A traditional metric showing the organization's marketing effort. Below are a few examples of what to look for in measuring the retrieved data.

- Social Media: What means of attracting more visitors to your brand? Facebook? Twitter? Customer service? Are two-way conversations being made through the said mediums? What drives the customers to your product, and does the media reach out to the appropriate audience?
- Website Traffic and subscribers: Much of the effort comes from having a keen awareness in managing via TOFU (top of the funnel), alongside, polish/reinforce your brand. All are possible by expanding through the different mediums to gather more visitors. And as the visitors grow, does the company maintain a constant activity through updates?
- Customer Retention Rates (CRR): Some managers may not pay much attention to long term customers as a measurement. In fact, marketing should keep a keen sight and ideas to remain a hold on such customers. Different company departments should discuss and form new plans, for customers could act as a representative for their product.

An additional example, provided by the CMI (Content Marketing Institute), they utilize the KPI (Key Performance Indicator).

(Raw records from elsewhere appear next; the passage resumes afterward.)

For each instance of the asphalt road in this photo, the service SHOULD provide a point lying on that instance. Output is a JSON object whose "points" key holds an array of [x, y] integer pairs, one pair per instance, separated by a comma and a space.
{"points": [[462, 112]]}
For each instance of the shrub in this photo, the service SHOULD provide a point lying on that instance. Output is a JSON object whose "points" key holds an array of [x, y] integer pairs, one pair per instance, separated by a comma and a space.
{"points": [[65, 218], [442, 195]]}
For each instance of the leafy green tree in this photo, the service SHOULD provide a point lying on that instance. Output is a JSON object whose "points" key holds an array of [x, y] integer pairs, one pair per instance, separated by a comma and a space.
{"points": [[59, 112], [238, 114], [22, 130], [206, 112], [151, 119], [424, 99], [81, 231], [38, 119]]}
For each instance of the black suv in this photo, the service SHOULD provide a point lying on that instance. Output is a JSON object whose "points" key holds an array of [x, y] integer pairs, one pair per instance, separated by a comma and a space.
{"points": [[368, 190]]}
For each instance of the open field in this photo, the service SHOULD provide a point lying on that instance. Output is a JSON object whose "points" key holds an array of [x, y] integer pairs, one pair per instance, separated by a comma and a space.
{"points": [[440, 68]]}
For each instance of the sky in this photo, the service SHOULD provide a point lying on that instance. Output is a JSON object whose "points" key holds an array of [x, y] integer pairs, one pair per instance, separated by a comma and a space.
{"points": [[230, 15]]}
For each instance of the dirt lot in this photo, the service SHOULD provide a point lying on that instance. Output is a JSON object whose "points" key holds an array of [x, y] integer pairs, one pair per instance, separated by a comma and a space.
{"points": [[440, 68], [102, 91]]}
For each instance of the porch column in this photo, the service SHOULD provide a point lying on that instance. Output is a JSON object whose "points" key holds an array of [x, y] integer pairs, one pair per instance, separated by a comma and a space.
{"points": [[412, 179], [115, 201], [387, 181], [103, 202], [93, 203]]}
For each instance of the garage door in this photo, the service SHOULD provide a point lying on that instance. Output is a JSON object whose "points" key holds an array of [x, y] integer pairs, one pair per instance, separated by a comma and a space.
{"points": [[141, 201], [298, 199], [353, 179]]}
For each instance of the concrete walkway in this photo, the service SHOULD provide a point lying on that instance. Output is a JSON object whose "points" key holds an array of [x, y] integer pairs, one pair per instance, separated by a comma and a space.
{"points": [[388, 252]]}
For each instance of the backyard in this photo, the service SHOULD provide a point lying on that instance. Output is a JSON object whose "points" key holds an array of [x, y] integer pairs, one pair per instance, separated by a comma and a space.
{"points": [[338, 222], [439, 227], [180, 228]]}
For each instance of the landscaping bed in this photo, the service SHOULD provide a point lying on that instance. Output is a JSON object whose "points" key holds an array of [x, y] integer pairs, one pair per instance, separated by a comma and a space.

- Analyzing the medias: Keep track of the growth in social medias and web traffics, which in turn, helps pinpoint the growing trend and assemble customer's comments. These two factors help in creating updates that will help spread the brand, however, it is more important to keep records of dialogues with the customers. This will greatly help in strategize a plan that meets their interest.
- Follow up actions: Stay with information that you can pursue into an action. As one example, the CMI has created a document which tracks social medias on a regular basis. After careful observations of these KPIs, the team has changed its directions to variables that they can take action on; The interactions with subscribers, varying exchange rate in emails, and invitations/sign ups for events.
- Collection and Analysis: Through several automated systems, including CMI's very own, the team can take a look at all the data recorded into the dashboards. Afterwards, the data must be read to get a grasp on the next marketing opportunity and adjustments.

==China's media environment==
While having their own popular social media platforms, their contents differ compared to the western counterparts. Sina Weibo, China's Twitter, centers around retweeting the same topic over and over. Though it lacks in variety, the post itself will gain a large visibility among users. Whereas, Twitter focuses on current events that circulate for a short time.

As stated in the start, China greatly emphasizes in local entrepreneurship. Due to the competitive nature, it is not surprising to see a company attack its rival with criticisms. It is often advised to monitor the sources carefully when comparing reviews of the competitor's, as well, your own. A misstep can be made when coming with a conclusion based on faulty information gathered without careful examination.

Because of the different environment, it is best to adapt to the new domain, and reconfigure your strategy. Competition between locals is the norm: Various platforms Youku and Tudou, Sina Weibo and Weixin, Renren and Kaixin001 etc.
are some of the largest companies comparing against each other in their field.